====== PHP RFC: Add locale for case insensitive grapheme functions ======
* Version: 2.0
* Date: 2025-06-07
* Author: Yuya Hamada, youkidearitai@gmail.com
* Status: Under Discussion
* First Published at: https://wiki.php.net/rfc/grapheme_add_locale_for_case_insensitive
===== Introduction =====
A grapheme functions is not locale dependency. This RFC is add locale parameter for grapheme case insensitive functions. That is more enhancements for Unicode can be expected.
* grapheme_strpos
* grapheme_stripos
* grapheme_strrpos
* grapheme_strripos
* grapheme_strstr
* grapheme_stristr
* grapheme_levenshtein
By this RFC can cover locale. For example.
var_dump(grapheme_stripos("i", "\u{0130}", 0, "tr_TR")); // Result is 0
var_dump(grapheme_stripos("i", "\u{0130}", 0, "en_US")); // Result is false
===== Proposal =====
Add a $locale parameter and $strength parameter in these functions.

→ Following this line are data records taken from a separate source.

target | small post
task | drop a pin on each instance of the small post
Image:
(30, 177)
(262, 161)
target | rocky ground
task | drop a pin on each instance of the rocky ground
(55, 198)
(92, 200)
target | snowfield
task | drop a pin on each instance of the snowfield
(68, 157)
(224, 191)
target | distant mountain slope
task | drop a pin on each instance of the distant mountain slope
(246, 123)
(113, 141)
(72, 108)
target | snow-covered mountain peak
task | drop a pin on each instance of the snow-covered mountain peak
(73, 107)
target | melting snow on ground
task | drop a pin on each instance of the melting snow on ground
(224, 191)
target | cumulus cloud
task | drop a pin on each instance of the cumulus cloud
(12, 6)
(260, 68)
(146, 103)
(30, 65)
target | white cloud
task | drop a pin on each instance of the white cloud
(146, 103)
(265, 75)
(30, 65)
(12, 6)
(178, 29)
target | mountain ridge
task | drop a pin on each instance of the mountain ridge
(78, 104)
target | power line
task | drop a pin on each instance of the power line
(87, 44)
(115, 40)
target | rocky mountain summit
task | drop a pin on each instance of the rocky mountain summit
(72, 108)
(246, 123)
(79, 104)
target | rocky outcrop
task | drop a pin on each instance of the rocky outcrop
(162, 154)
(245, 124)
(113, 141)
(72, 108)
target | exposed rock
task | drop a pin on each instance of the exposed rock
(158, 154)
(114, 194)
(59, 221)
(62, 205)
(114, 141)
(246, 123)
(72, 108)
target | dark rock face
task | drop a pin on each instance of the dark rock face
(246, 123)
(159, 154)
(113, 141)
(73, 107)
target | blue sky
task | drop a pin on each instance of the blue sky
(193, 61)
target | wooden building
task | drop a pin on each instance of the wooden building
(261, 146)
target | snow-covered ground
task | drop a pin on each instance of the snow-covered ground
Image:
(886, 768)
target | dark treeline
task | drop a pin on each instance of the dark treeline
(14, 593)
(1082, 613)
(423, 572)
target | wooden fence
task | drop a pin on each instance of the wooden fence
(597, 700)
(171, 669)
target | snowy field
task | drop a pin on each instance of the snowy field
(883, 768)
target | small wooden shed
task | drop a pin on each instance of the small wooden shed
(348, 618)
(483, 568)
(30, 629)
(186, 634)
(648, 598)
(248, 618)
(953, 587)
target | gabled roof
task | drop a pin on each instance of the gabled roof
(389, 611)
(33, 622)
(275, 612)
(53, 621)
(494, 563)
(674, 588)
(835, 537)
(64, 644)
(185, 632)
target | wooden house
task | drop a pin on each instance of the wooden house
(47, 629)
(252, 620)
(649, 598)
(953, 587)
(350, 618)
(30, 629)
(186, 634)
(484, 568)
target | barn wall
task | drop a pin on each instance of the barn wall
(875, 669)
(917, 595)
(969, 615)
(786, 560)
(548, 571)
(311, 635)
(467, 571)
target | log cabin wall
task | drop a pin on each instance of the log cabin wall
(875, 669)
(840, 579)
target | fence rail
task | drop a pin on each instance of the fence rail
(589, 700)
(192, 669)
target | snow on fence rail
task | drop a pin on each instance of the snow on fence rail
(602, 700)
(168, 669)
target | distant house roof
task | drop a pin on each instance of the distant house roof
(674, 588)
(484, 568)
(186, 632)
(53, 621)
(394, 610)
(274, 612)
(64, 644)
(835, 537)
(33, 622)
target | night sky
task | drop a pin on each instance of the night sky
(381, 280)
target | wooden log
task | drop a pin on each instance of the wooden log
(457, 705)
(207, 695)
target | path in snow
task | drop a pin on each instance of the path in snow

function grapheme_strpos(string $haystack, string $needle, int $offset = 0, string $locale = ""): int|false {}
function grapheme_stripos(string $haystack, string $needle, int $offset = 0, string $locale = ""): int|false {}
function grapheme_strrpos(string $haystack, string $needle, int $offset = 0, string $locale = ""): int|false {}
function grapheme_strripos(string $haystack, string $needle, int $offset = 0, string $locale = ""): int|false {}
function grapheme_substr(string $string, int $offset, ?int $length = null, string $locale = ""): string|false {}
function grapheme_strstr(string $haystack, string $needle, bool $beforeNeedle = false, string $locale = ""): string|false {}
function grapheme_stristr(string $haystack, string $needle, bool $beforeNeedle = false, string $locale = ""): string|false {}
function grapheme_levenshtein(string $string1, string $string2, int $insertion_cost = 1, int $replacement_cost = 1, int $deletion_cost = 1, string $locale = ""): int|false {}
Specifying strength can change the match for CJK characters, For example:
$nabe = '邊';
$nabe_E0101 = "邊\u{E0101}";
var_dump(grapheme_levenshtein($nabe, $nabe_E0101)); // result is 0
var_dump(grapheme_levenshtein($nabe, $nabe_E0101, locale: "ja_JP-u-ks-identic")); // result is 1
var_dump(grapheme_strpos($nabe, $nabe_E0101)); // result is 0
var_dump(grapheme_strpos($nabe, $nabe_E0101, locale: "ja_JP-u-ks-identic")); // result is false
If $locale is not valid, returns false and set ''intl_error_code_set'' and ''intl_error_set_custom_msg''. Therefore, PHP userland can use ''intl_get_error_code'' and ''intl_get_error_message'' for reason.
grapheme_stri* The strength of the function remains unchanged and UCOL_SECONDARY is used.
The reason for removing $strength is to avoid complexity and because it can be specified with $locale.
===== Backward Incompatible Changes =====
Nothing if added parameter is default values.
===== Proposed PHP Version(s) =====
8.5
===== RFC Impact =====
==== To SAPIs ====
No effects.
==== To Existing Extensions ====
No effects.
==== To Opcache ====
No effects.
==== New Constants ====
No effects.
===== Open Issues =====
Nothing.
===== Future Scope =====
This section details areas where the feature might be improved in future, but that are not currently proposed in this RFC.
===== Proposed Voting Choices =====
I am sorry for stopping vote. I'll fix this RFC.
===== Patches and Tests =====
https://github.com/php/php-src/pull/18792
===== Implementation =====
https://github.com/php/php-src/pull/18792
===== References =====
https://unicode-org.github.io/icu/userguide/transforms/casemappings.html#full-language-specific-case-mapping
===== Rejected Features =====
Keep this updated with features that were discussed on the mail lists.